Project - Task 1
You and your team were given one of the settings from here.
Your first task is to formalize your problem setting. This includes a definition
of the input and solution.
Since you are going to work with this problem in the entire project, it is important
to do this carefully. A clean and intuitive problem statement makes it much easier to develop algorithms.
General guidelines:
- mathematical precision: from your definitions it should be possible to unambiguously defer whether some input or solution is valid for your problem. Some of the problems settings are formulated in an intentionally vague way. In such cases, you need to make a decision on how you want to define it. Make decisions that result in natural problems.
- intuition/readability: give intuitive explanations next to the mathematical statements. Think about good notation to use in your problem.

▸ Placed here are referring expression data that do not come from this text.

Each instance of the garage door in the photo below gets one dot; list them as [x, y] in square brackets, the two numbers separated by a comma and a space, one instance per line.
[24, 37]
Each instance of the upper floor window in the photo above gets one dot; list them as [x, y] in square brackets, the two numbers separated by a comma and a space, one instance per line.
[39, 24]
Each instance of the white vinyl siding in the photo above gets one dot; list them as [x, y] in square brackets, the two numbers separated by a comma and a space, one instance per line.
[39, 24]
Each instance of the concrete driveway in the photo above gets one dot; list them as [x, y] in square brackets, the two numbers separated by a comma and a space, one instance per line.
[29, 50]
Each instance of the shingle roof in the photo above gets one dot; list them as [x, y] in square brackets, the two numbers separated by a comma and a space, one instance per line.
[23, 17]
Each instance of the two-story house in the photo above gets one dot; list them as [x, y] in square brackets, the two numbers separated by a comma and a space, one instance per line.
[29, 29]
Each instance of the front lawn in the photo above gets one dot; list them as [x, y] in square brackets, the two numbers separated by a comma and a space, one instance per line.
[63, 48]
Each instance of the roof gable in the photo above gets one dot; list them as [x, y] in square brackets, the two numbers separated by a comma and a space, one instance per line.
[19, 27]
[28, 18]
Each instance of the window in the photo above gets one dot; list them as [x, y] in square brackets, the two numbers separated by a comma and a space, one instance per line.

- good level of abstraction: much like in programming, you should not unnecessarily hardcode details of the problem. For example, if in your problem contains the resources brick, grain, and wool, but this background plays no role in the actual rules, then it is better to introduce them as m resources R1,R2,…,Rm
and omit the details. A higher level of abstraction makes the algorithm more broadly applicable, but also generally leads to cleaner and more fundamental ideas. In some cases, where a generalization/abstraction hides central properties of the problem and prevents you from exploiting them algorithmically, you might not want to use the more general formulation.
Further requirements:
- All problem settings have an underlying graph structure. In line with the abstraction guideline, your problem definition should contain a graph and not specific terminology (e.g. do not use street and crossing if you can use the terminology edge and vertex). This makes it easier to transfer ideas developed for other graph problems to your problem.
- Specify possible parameters of interest in your problem. You do not want to restrict the size of the entire input or the size of the underlying graph in your problem. The parameters should be natural, perhaps even be small in the board game. Natural parameters include: size of the solution, some input number, size of some input set. Ideally, you want to be able to efficiently solve the problem if your parameter (or a combination of several) is small. Perhaps you can already see an XP algorithm by naive enumeration?
- Depending on your setting, it may be a very complicated problem. In that case, think about restrictions of the problem that make it easier to start. Even seemingly silly special cases can be useful for gaining intuition. Example: you have the complicated problem of Risk. What happens if the enemy has a single troop on a single region? You might even identify a natural restriction and develop a specialized algorithm for it. If on the other hand your problem is very simple, think about generalizations that could be of interest.
Write an integer linear programming formulation that is equivalent to your previously formalized problem
definition.
- What are the variables of the problem?
- What is the objective?
- What are the constraints?
Describe clearly each of the formulars that you give.
Look at other examples of related ILP formulations to get ideas for how to write the ILP.
If it is too hard, start with a less complicated/restricted variant of your problem.
Submission
Your submission is a report in PDF format. An appropriate length is 3-5 pages. This should include a short introduction. It is highly recommended to write this report using LaTeX.
You will submit a draft on ItsLearning. On this draft you will get feedback, which you can incorporate
afterwards. The final report will consist of revised versions of the drafts for each of the 4 tasks.
Although you receive feedback for each draft, only the final report will be graded.